Friday, July 15, 2011

An Unexpected Day

Shortly after waking up this morning I got a call - my grandma is in the ER and going to be admitted. I got dressed, washed my face and headed over to the hospital. Thankfully the migraine that's been with me since Tuesday evening finally resolved overnight so I was in good shape for the bright lights and stress of an ER.

The emergency passed but she is now on a ventilator in the ICU for a couple days at which time the docs hope she can take over breathing on her own again. There is no way to know for sure what the outcome here is. We simply will have to wait these long couple days and see what happens. She has been very clear about her wishes regarding ventilators so if she can't manage on her own...well let's just hope for everyone's sake that she can.

She suffered from migraines almost all her life. Most of it when back in the day when doctors were still blaming patients for their "pain". There were no rescue medications to take and there certainly weren't any preventatives to try. Fortunately, she didn't have them as frequently as I (and many of you) have them. We talked a lot about our migraines over the years. I was always comforted by some similarities we shared. She always kept her place fairly dark. Any light that she turned on was low wattage and well covered. People would come over and want to open the shades and turn on lights so they could "see". But she, my sister (who sometimes has migraines too) and I have always been more comfortable in the low light.

Today in the ER she was sedated because she was on the ventilator but I could tell that she wasn't comfortable. The stretcher was hard, it was too cold for her with just two of those thin hospital blankets, and there were so many bright florescent lights shining directly down on her closed eyes. Eye lids are no match for that kind of lighting. I wasn't at all surprised to see her calm and comfortably sleeping once she was in the ICU in a bed, with real blankets and only one dim light on far enough behind her head that her eyes were clear.

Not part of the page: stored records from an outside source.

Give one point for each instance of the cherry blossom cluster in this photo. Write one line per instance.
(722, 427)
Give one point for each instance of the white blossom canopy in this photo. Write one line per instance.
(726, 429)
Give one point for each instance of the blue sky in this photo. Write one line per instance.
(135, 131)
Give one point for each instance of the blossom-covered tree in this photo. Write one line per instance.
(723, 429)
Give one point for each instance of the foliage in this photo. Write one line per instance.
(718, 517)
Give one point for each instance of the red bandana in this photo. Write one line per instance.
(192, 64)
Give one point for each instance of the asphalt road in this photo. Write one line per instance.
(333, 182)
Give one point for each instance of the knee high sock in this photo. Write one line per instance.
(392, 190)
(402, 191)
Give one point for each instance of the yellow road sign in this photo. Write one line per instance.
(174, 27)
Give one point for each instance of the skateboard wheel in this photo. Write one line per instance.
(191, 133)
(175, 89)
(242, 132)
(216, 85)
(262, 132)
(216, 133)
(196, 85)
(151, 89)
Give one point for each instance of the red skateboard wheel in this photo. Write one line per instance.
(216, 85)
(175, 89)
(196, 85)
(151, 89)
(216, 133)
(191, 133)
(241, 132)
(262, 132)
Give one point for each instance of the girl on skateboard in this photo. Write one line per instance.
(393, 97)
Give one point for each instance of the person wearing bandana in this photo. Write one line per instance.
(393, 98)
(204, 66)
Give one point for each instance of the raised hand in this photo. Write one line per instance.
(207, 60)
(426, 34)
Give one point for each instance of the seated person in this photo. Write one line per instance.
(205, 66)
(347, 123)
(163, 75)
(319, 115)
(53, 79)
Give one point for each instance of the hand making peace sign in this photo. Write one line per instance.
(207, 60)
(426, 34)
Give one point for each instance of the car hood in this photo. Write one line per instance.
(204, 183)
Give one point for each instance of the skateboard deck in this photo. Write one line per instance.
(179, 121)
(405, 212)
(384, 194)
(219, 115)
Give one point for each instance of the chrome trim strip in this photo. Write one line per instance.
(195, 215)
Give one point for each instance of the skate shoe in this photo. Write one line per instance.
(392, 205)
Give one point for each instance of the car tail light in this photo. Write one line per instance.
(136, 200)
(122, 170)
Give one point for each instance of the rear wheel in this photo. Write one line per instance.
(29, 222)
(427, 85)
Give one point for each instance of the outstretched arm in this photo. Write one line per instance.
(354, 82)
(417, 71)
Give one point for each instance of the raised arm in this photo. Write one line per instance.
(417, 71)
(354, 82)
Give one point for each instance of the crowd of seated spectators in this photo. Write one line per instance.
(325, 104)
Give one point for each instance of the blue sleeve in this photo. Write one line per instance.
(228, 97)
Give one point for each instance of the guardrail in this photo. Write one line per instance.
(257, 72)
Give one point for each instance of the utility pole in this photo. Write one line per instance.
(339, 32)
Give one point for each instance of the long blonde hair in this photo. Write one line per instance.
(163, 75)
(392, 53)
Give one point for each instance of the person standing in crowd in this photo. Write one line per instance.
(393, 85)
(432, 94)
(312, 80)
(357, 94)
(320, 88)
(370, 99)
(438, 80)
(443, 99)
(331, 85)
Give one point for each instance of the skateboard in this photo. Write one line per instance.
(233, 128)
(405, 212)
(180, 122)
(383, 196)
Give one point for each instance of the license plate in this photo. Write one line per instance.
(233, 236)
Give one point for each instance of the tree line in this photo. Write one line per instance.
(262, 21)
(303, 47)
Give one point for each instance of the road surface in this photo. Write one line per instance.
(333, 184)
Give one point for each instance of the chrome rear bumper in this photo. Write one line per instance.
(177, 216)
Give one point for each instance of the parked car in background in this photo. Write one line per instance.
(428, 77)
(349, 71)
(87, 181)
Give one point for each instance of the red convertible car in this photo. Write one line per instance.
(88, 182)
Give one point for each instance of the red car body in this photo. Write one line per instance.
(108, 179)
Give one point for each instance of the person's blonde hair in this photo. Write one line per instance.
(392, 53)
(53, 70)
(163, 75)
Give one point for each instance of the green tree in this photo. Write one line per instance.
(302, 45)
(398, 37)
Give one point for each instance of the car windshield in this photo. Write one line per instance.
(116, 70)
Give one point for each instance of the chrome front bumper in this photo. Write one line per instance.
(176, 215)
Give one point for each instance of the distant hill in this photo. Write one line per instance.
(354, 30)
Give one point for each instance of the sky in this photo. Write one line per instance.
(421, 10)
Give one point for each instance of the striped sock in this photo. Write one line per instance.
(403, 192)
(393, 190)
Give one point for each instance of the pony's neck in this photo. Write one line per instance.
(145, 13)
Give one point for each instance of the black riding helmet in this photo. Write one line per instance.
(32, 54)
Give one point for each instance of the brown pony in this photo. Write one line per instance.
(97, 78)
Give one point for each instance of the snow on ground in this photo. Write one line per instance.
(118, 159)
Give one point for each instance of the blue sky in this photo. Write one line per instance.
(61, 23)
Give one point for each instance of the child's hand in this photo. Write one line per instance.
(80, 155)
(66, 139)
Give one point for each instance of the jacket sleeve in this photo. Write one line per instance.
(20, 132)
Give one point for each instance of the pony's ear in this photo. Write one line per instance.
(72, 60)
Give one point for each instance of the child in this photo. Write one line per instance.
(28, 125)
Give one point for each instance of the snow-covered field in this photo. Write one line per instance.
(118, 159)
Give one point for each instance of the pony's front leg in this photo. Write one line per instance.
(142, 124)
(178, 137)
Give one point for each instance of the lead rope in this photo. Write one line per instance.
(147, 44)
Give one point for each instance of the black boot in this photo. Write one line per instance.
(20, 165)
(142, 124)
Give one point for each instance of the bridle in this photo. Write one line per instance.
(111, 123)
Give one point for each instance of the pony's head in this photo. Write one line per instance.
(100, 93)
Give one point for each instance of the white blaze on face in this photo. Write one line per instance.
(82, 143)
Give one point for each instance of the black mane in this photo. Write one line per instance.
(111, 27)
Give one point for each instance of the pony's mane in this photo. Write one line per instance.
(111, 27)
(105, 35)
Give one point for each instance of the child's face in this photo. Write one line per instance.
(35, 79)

  1. Sending best wishes to you and your grandma

  2. I am so sorry to hear this. I hope she recovers quickly, you will be in my thoughts.

  3. I do hope your grandmother makes a full recovery. Oh my, sending prayers and hugs your way.


  4. Oh, dear. I'm so sorry to hear that your grandma isn't doing well. I'm glad that your migraine finally resolved, so you can at least tend to your family emergency. I'll keep you both in my thoughts and prayers.